Highlights from

ASH 2020

62nd Annual Meeting & Exposition of the American Society of Hematology

Virtual 5 - 8 December 2020

Updates from the Myelofibrosis and Essential Thrombocythemia Observational (MOST) Study: Myelofibrosis

Patients receiving treatment for essential thrombocythemia and myelofibrosis report a greater symptom burden than patients who are not receiving treatment. The prospect of suffering treatment related symptoms may be contributing to a reluctance to receive treatment for these myeloproliferative disorders.

The Myelofibrosis and Essential Thrombocythemia Observational Study (MOST) (NCT02953704) aims to describe the clinical characteristics, treatments, and disease burden experienced by patients with essential thrombocythemia or myelofibrosis. The study began in 2016, and Dr Rami Komrokji (H. Lee Moffitt Cancer Center and Research Institute, Florida, USA) shared interim real-world data about 205 patients with myelofibrosis enrolled in MOST [1].

For inclusion in the myelofibrosis cohort of this prospective, longitudinal, non-interventional study, patients have to score as either low-risk or intermediate-1 risk using the Dynamic International Prognostic Scoring System. Of the 205 patients in this analysis, 85 (41.5%) were low-risk and 120 (58.5%) intermediate-1 risk. Participants in MOST report their symptoms using 2 measures: the myeloproliferative neoplasm (MPN) symptom assessment form, and the Total Symptom Score (TSS), which is the patient’s grading of symptom severity using a scale of 0 (absent) to 100 (worst imaginable). The combination of these scores constitutes the patient’s symptom burden. At the time of the presented analysis, objective findings of palpable splenomegaly, blood count, and comorbidities were generally comparable between the 2 cohorts. Mean TSS was lower in the low-risk cohort than in the intermediate-1 risk cohort.
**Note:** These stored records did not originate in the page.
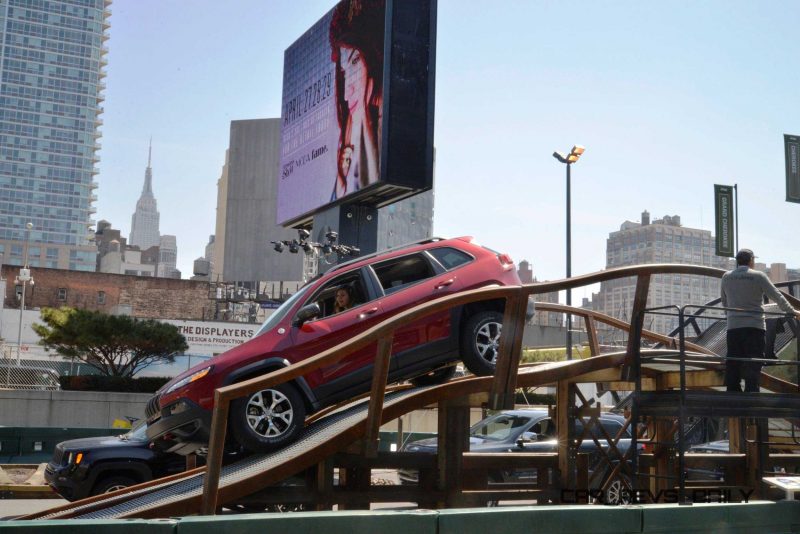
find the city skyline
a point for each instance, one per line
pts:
(668, 101)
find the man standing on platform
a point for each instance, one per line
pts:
(744, 288)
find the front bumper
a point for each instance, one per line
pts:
(182, 427)
(65, 482)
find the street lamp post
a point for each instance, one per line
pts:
(568, 160)
(24, 277)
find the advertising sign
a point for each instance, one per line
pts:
(791, 144)
(336, 121)
(724, 222)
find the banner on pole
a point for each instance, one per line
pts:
(791, 145)
(724, 222)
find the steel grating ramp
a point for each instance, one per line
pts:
(323, 431)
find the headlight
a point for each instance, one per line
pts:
(189, 379)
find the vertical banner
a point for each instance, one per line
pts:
(791, 145)
(723, 218)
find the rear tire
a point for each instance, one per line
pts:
(480, 342)
(439, 376)
(269, 419)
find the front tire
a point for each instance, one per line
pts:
(480, 342)
(269, 419)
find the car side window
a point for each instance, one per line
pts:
(545, 428)
(450, 258)
(401, 272)
(349, 284)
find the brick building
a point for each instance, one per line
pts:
(138, 296)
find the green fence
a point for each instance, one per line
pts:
(36, 445)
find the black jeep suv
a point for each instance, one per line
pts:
(91, 466)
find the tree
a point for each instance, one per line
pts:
(115, 345)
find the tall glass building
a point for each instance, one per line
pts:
(52, 55)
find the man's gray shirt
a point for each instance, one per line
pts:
(745, 288)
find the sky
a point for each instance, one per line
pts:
(668, 98)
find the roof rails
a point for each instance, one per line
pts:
(393, 249)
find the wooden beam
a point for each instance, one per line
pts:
(505, 374)
(694, 379)
(591, 333)
(637, 323)
(375, 411)
(565, 399)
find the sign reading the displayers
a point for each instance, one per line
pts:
(791, 145)
(724, 220)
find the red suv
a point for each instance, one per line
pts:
(334, 307)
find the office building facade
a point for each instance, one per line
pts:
(52, 59)
(662, 241)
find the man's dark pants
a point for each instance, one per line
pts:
(744, 343)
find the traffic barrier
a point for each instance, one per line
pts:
(544, 519)
(90, 526)
(366, 522)
(756, 517)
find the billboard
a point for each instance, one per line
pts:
(724, 220)
(357, 108)
(791, 144)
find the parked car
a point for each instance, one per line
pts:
(379, 286)
(92, 466)
(525, 430)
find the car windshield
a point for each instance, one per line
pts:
(137, 433)
(499, 427)
(282, 310)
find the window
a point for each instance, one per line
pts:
(450, 258)
(351, 283)
(400, 272)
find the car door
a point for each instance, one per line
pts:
(331, 329)
(408, 281)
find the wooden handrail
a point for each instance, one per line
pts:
(507, 361)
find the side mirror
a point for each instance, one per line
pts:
(306, 313)
(526, 437)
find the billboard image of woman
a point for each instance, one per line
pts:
(332, 109)
(356, 39)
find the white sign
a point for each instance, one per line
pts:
(211, 338)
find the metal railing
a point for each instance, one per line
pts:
(505, 378)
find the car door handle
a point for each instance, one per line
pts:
(445, 284)
(367, 313)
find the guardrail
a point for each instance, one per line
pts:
(505, 377)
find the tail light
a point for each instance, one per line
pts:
(505, 260)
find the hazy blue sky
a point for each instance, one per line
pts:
(668, 98)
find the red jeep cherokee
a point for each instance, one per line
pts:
(379, 286)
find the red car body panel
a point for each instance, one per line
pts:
(286, 344)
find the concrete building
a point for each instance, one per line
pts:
(168, 257)
(218, 254)
(53, 58)
(406, 221)
(250, 207)
(145, 220)
(662, 241)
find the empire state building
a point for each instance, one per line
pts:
(144, 223)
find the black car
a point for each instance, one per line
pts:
(527, 430)
(91, 466)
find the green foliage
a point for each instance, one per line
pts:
(147, 384)
(115, 345)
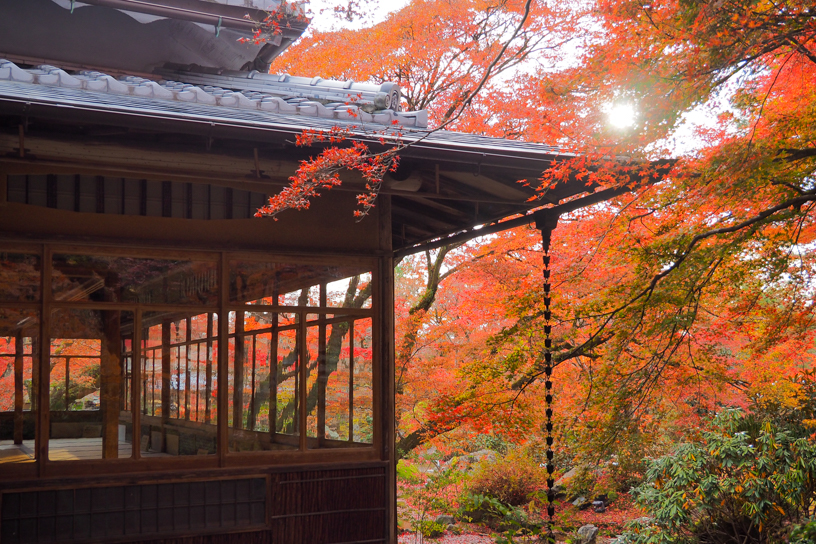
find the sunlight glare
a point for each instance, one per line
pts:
(621, 115)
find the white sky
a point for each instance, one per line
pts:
(324, 18)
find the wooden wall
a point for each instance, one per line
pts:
(326, 505)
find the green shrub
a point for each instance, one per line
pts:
(429, 528)
(498, 515)
(750, 480)
(511, 479)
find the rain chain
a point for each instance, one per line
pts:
(546, 224)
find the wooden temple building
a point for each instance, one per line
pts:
(173, 369)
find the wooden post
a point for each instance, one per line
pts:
(111, 378)
(136, 386)
(18, 387)
(187, 370)
(322, 377)
(383, 366)
(208, 387)
(273, 372)
(167, 371)
(351, 381)
(238, 373)
(40, 356)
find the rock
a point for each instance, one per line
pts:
(587, 534)
(565, 479)
(482, 455)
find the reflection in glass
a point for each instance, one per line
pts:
(361, 428)
(86, 385)
(125, 279)
(179, 383)
(263, 382)
(19, 346)
(19, 277)
(343, 396)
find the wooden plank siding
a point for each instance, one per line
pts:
(327, 505)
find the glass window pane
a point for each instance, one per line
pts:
(19, 349)
(126, 279)
(86, 354)
(262, 393)
(343, 413)
(179, 384)
(362, 428)
(19, 277)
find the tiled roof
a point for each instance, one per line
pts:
(344, 101)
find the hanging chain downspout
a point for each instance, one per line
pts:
(546, 221)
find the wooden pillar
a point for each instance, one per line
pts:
(383, 367)
(18, 387)
(351, 381)
(238, 373)
(273, 372)
(187, 370)
(111, 378)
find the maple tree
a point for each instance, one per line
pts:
(691, 293)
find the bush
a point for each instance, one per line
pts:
(511, 479)
(751, 480)
(498, 515)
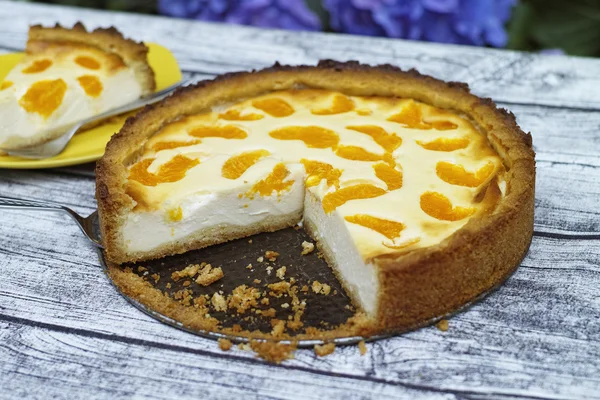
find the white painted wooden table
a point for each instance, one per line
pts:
(66, 333)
Of the 85 patients in the low-risk cohort, 48 were receiving current myelofibrosis-directed treatment; 47 were not. Of the 120 in the intermediate-1 risk cohort, 71 were receiving current myelofibrosis-directed treatment; 49 were not. While differences in mean TSS were not significant, the proportion of patients with a mean TSS ≥20 was greater in treated versus untreated patients in both low- and intermediate-1-risk groups. Several patients from both cohorts who had received treatment prior to enrolment had discontinued therapy by the time of enrolment. Researchers speculate that the higher symptom burden experienced by patients receiving treatment contributed to the decision to discontinue treatment. These findings reveal that there is a need to develop effective and more well-tolerated second-line therapies for the treatment of myelofibrosis.

  1. Komrokji R, et al. To Treat or Not to Treat? Understanding Treatment Patterns in Patients with Lower-Risk Myelofibrosis at the Time of Enrollment in the MOST Study. 62nd ASH Annual Meeting, 5-8 December 2020. Abstract 152.